What is a Nephrectomy?
Nephrectomy is removal of the kidney. This can be performed for treatment of cancer, non-functional or chronically infected kidney, severe kidney stone disease, or other, less common reasons. Nephrectomy is considered a major surgical procedure, but technological advances have greatly lowered the discomfort associated to the procedure and shortened the recovery time.
Types of Nephrectomy Surgery
Removal of the kidney can be classified as “Simple” or “Radical”. Radical surgeries are performed for cancer and include more aggressive removal of the layers surrounding the kidney. "Partial" nephrectomies are also possible, in which a tumor is removed with a thin rim of healthy tissue.
Simple or radical nephrectomies can be performed through an open approach, with a larger incision, but are more commonly performed laparoscopically.

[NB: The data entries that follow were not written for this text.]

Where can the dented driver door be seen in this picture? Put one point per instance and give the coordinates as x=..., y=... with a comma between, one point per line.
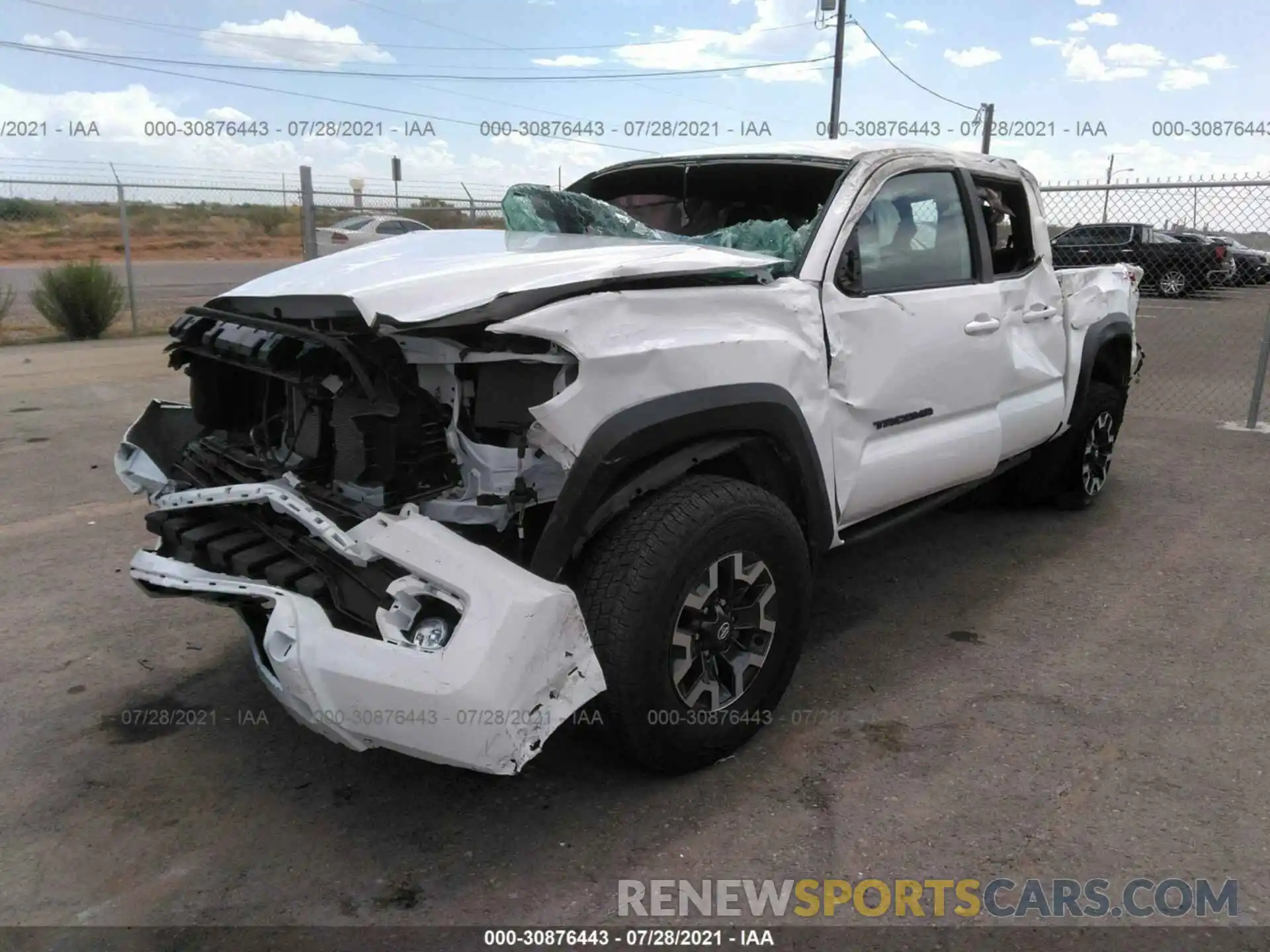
x=916, y=353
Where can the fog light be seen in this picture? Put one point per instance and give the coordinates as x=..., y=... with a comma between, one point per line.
x=431, y=634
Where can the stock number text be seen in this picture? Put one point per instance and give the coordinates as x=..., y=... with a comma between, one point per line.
x=1209, y=128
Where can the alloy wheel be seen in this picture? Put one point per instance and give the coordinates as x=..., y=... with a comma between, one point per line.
x=723, y=633
x=1173, y=284
x=1096, y=461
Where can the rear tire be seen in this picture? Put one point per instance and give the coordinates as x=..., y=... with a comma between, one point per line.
x=1071, y=473
x=693, y=672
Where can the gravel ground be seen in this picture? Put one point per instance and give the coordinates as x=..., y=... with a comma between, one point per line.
x=996, y=692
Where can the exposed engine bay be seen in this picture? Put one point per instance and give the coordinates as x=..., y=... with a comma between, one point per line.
x=359, y=422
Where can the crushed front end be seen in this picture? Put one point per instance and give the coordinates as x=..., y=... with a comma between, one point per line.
x=362, y=499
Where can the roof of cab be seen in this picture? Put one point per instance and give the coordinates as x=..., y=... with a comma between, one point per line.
x=835, y=150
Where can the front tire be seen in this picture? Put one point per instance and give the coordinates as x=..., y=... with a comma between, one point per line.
x=697, y=604
x=1173, y=284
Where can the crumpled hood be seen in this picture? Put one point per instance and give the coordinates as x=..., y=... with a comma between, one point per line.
x=432, y=274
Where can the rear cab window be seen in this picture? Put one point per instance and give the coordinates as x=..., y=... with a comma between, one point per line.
x=1007, y=219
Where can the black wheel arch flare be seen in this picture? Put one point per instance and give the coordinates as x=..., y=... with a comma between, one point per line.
x=663, y=438
x=1113, y=328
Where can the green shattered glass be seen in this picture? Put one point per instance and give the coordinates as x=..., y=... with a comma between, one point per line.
x=539, y=208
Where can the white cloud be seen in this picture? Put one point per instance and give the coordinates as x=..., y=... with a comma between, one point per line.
x=292, y=40
x=1214, y=63
x=570, y=60
x=63, y=38
x=228, y=113
x=1096, y=19
x=719, y=50
x=1134, y=55
x=972, y=58
x=1183, y=79
x=1085, y=65
x=240, y=161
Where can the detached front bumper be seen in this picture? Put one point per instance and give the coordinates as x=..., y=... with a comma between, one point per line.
x=517, y=664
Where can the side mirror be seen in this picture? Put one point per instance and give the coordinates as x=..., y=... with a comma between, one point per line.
x=847, y=274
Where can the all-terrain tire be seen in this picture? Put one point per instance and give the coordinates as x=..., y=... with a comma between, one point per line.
x=633, y=583
x=1068, y=471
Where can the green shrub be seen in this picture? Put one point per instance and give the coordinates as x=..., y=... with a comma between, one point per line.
x=79, y=300
x=267, y=218
x=27, y=210
x=7, y=299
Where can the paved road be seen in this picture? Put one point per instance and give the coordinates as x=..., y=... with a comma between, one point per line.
x=171, y=278
x=991, y=692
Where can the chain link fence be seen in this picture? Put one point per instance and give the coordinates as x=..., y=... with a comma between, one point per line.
x=1205, y=315
x=175, y=244
x=1205, y=245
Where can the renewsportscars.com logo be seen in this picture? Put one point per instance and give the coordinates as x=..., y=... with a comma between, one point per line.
x=997, y=898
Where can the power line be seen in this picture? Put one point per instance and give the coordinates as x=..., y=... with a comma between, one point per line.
x=93, y=56
x=69, y=55
x=954, y=102
x=198, y=31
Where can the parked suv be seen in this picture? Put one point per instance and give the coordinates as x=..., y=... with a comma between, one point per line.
x=1173, y=267
x=1253, y=264
x=469, y=480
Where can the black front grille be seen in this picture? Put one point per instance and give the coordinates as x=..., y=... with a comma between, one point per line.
x=253, y=542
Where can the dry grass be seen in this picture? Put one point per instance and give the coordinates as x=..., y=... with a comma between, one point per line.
x=154, y=319
x=77, y=233
x=48, y=231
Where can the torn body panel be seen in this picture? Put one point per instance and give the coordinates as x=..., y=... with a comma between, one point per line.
x=661, y=343
x=390, y=459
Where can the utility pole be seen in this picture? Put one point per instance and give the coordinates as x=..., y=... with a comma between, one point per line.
x=1107, y=196
x=837, y=65
x=990, y=110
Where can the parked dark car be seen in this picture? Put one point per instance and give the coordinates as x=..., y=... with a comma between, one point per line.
x=1246, y=266
x=1254, y=264
x=1173, y=267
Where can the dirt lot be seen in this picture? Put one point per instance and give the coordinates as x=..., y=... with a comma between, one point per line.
x=1021, y=694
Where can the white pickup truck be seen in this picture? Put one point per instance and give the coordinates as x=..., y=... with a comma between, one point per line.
x=460, y=484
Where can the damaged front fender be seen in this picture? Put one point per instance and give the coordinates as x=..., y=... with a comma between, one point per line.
x=517, y=663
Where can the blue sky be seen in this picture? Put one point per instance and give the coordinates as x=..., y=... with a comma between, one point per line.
x=1124, y=63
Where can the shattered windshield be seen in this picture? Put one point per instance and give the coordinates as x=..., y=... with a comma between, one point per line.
x=766, y=208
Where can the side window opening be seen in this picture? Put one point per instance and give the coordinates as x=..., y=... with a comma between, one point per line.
x=1007, y=219
x=912, y=235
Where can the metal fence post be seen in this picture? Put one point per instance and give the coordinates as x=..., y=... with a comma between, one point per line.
x=472, y=205
x=1259, y=381
x=127, y=251
x=308, y=218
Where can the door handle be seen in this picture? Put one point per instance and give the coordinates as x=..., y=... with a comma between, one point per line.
x=1039, y=313
x=981, y=325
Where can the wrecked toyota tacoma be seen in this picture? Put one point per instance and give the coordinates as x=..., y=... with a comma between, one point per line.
x=460, y=484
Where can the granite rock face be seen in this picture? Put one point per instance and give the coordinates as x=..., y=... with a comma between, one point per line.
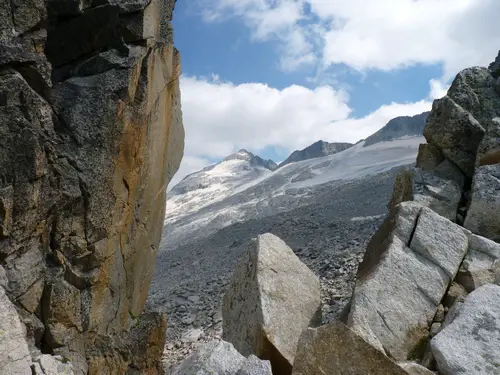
x=405, y=273
x=316, y=150
x=272, y=298
x=339, y=350
x=470, y=344
x=91, y=133
x=399, y=127
x=221, y=358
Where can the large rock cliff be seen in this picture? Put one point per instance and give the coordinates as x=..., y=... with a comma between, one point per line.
x=91, y=134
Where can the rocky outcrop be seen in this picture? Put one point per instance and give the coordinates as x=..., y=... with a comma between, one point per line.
x=457, y=171
x=403, y=278
x=91, y=134
x=272, y=298
x=495, y=67
x=483, y=215
x=470, y=344
x=316, y=150
x=221, y=358
x=399, y=127
x=419, y=267
x=342, y=352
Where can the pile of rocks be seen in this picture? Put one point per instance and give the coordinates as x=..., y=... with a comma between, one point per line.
x=427, y=293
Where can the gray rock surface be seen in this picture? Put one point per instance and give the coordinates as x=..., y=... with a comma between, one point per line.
x=469, y=345
x=495, y=67
x=316, y=150
x=481, y=265
x=271, y=299
x=15, y=356
x=483, y=216
x=221, y=358
x=403, y=277
x=440, y=190
x=255, y=366
x=413, y=368
x=49, y=365
x=339, y=351
x=91, y=134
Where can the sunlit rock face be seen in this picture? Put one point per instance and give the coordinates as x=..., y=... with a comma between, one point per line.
x=91, y=134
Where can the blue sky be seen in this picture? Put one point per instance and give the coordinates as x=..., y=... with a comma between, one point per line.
x=273, y=76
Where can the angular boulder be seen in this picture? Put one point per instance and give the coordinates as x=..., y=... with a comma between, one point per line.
x=334, y=349
x=404, y=275
x=483, y=216
x=470, y=345
x=90, y=135
x=221, y=358
x=455, y=132
x=255, y=366
x=272, y=298
x=413, y=368
x=15, y=356
x=481, y=265
x=440, y=189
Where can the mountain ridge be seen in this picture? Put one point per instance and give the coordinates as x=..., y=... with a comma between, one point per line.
x=316, y=150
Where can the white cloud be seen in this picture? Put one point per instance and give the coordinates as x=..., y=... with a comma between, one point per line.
x=220, y=118
x=368, y=34
x=438, y=89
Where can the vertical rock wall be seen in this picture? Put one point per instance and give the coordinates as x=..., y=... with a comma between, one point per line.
x=90, y=135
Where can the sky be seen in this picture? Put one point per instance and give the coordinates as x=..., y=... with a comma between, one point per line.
x=274, y=76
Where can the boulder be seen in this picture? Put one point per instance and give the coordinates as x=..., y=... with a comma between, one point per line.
x=336, y=349
x=49, y=365
x=483, y=216
x=455, y=132
x=14, y=352
x=404, y=275
x=272, y=298
x=255, y=366
x=440, y=189
x=413, y=368
x=495, y=67
x=488, y=152
x=429, y=157
x=455, y=292
x=470, y=344
x=481, y=265
x=221, y=358
x=91, y=134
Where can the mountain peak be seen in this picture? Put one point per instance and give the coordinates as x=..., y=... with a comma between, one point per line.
x=399, y=127
x=316, y=150
x=241, y=154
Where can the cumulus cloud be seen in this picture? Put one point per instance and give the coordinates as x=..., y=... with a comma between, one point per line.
x=221, y=117
x=438, y=89
x=367, y=34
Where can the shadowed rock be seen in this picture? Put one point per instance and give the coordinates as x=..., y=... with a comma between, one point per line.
x=91, y=134
x=334, y=349
x=272, y=298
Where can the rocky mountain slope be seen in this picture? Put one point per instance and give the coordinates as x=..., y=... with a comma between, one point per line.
x=426, y=297
x=325, y=208
x=399, y=127
x=91, y=134
x=316, y=150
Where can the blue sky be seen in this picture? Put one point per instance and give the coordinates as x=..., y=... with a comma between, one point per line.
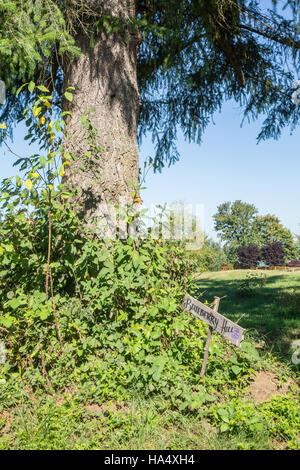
x=230, y=165
x=227, y=166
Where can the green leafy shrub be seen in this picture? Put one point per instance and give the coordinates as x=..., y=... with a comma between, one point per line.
x=253, y=280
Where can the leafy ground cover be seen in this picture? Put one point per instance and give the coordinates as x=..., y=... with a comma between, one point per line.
x=96, y=350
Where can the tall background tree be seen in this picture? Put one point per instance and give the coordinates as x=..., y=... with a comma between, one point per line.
x=147, y=66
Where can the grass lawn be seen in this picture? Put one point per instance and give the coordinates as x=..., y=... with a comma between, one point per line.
x=273, y=311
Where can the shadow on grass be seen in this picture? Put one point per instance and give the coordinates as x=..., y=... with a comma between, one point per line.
x=272, y=311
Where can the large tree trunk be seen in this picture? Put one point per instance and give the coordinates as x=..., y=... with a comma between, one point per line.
x=105, y=79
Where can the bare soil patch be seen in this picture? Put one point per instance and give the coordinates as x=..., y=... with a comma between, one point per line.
x=265, y=385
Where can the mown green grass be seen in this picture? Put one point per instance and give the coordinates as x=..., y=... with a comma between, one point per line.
x=47, y=420
x=273, y=312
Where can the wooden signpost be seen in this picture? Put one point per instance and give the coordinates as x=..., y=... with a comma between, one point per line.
x=216, y=322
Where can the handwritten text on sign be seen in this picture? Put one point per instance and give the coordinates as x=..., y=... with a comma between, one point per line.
x=222, y=325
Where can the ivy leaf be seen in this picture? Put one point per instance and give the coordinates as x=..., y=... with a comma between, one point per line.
x=68, y=96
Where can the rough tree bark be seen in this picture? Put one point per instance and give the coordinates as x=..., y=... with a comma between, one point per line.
x=105, y=79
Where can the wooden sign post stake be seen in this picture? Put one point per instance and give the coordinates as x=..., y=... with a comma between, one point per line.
x=210, y=331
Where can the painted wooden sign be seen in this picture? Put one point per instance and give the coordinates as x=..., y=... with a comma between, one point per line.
x=215, y=320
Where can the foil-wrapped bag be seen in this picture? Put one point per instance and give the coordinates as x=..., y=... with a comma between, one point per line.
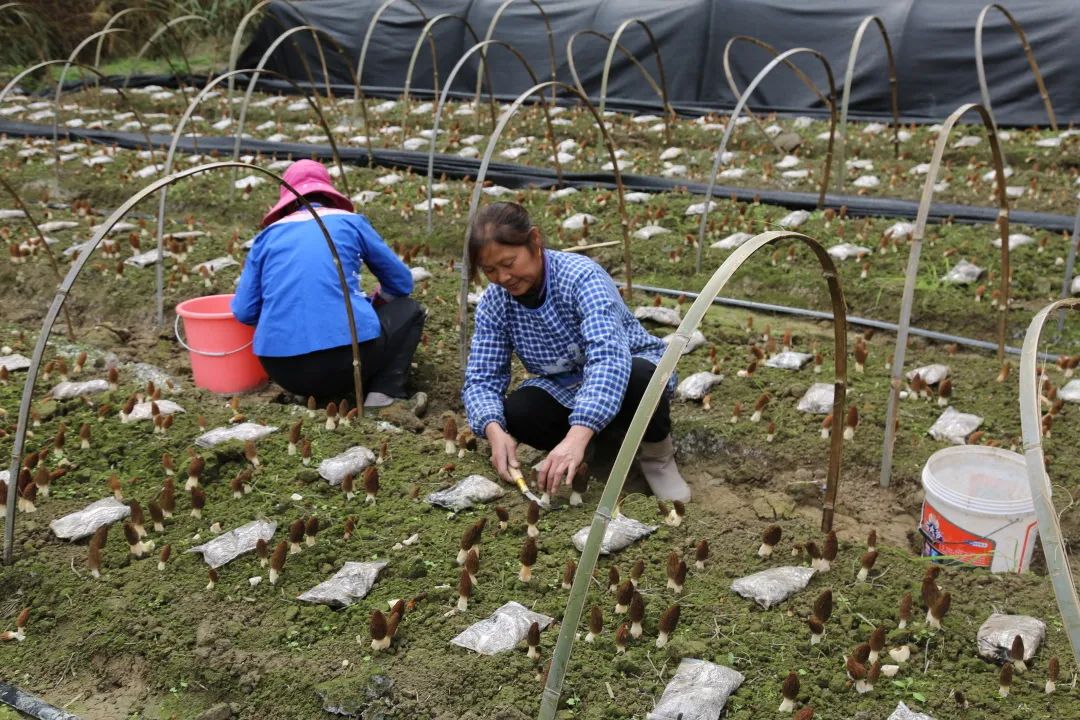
x=215, y=266
x=466, y=493
x=904, y=712
x=697, y=340
x=242, y=432
x=67, y=390
x=1070, y=392
x=621, y=532
x=234, y=543
x=773, y=585
x=349, y=584
x=699, y=691
x=996, y=636
x=145, y=410
x=818, y=399
x=694, y=386
x=788, y=361
x=350, y=462
x=83, y=522
x=900, y=231
x=732, y=241
x=931, y=374
x=15, y=362
x=144, y=259
x=661, y=315
x=845, y=250
x=793, y=219
x=147, y=372
x=962, y=273
x=502, y=630
x=955, y=426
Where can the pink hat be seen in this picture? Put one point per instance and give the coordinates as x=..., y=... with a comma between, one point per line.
x=306, y=176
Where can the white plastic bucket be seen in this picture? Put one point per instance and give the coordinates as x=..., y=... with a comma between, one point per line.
x=977, y=507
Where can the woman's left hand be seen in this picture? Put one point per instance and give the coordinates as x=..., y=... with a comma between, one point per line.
x=564, y=460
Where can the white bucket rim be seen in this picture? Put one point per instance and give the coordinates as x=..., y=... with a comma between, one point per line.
x=977, y=505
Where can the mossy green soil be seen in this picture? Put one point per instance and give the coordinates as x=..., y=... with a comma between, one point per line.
x=139, y=642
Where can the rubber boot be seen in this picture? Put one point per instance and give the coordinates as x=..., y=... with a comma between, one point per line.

The laparoscopic approach to this surgery uses long, thin instruments, which are inserted through small incisions on the body. Laparoscopic nephrectomy is less painful than open nephrectomy and has a faster recovery period.
Procedure of Nephrectomy
The procedure is performed under general anesthesia and takes about 3 hours. Depending on the approach used you may have several small incisions or a single large incision. The kidney is removed in a single piece. Following the procedure you will stay in the hospital overnight. You may have a urinary catheter overnight that is usually removed before discharge.
Complications of Nephrectomy
Short term complications of nephrectomy can include injury to anything inside of your abdomen, such as nerves, muscles, or intestines, although these types of injury are rare. If your kidney was working prior to the surgery, you may have some decrease in your overall kidney function. The lifelong risk of dialysis after complete removal of one kidney with a normal functioning kidney remaining is 4%. Most patients recover quickly.
If your kidney was removed for cancer, you will required at minimum one year follow up to ensure that the cancer has not spread to another part of the body. Your doctor will discuss your care with you in more detail depending on your condition.